This site is intended for health professionals only


Scottish LMC leaders to vote on 15-minute appointments to be included in the contract

GP leaders in Scotland will vote on 15 minute GP appointments and new powers to let practice manage their workload and list size being included in negotiations for the new GMS contract.

A motion to be voted on at the 2015 Scottish LMCs conference this Friday has called for more contractual powers for GPs to control their workload, in particular for non-contractual work to be defined so that GPs can cut unresourced work.

Last year Scottish GPs stepped away from the annually negotiated UK contract, and moved to a three-year contract period that will not change until 2017.

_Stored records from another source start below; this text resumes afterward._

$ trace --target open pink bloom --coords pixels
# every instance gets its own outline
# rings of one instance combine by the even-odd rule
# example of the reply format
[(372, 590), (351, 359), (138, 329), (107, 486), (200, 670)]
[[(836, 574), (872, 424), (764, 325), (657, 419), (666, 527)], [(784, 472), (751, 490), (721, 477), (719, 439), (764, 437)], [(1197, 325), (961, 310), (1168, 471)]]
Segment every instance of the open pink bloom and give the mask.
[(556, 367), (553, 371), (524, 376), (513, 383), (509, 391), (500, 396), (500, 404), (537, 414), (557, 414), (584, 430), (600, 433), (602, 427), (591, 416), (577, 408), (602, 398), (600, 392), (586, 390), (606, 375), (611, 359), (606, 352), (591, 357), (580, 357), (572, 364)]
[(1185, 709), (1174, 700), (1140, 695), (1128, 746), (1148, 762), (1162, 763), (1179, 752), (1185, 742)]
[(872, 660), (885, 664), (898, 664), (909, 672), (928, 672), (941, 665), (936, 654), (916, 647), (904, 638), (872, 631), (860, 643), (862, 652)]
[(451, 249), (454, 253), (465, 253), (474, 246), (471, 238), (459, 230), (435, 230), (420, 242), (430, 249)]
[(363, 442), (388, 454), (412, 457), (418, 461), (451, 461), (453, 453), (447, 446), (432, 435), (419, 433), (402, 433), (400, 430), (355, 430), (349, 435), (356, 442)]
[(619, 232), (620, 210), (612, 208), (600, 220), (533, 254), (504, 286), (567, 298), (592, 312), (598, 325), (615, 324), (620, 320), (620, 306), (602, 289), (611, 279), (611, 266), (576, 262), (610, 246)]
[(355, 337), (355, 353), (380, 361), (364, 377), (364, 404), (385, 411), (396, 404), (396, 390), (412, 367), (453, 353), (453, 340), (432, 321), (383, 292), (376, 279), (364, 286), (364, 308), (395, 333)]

The motion from Glasgow and Ayrshire and Arran LMCs ‘requests that the new Scottish GP contract defines what work is not contractual to allow GP practices to reduce unresourced workload’, and calls for Scottish GPC to ‘negotiate for a move to 15-minute appointments as part of the ongoing contract negotiations’.

It also ‘demands that the new GP contract for 2017 must give GPs and practices adequate mechanisms to manage workload and list sizes without being financially punitive’.

Other motions include whether to negotiate for a separately funded workforce to conduct secondary care work, including phlebotomy, that needs to be completed in the community, and to include recognition and remuneration for time spent on CPD and any work deemed non-contractual in the new contract.

There will also be a motion from Tayside LMC that ‘deplores’ short-sighted public health initiatives such as Detecting Cancer Early, which drive unresourced demand on to GPs.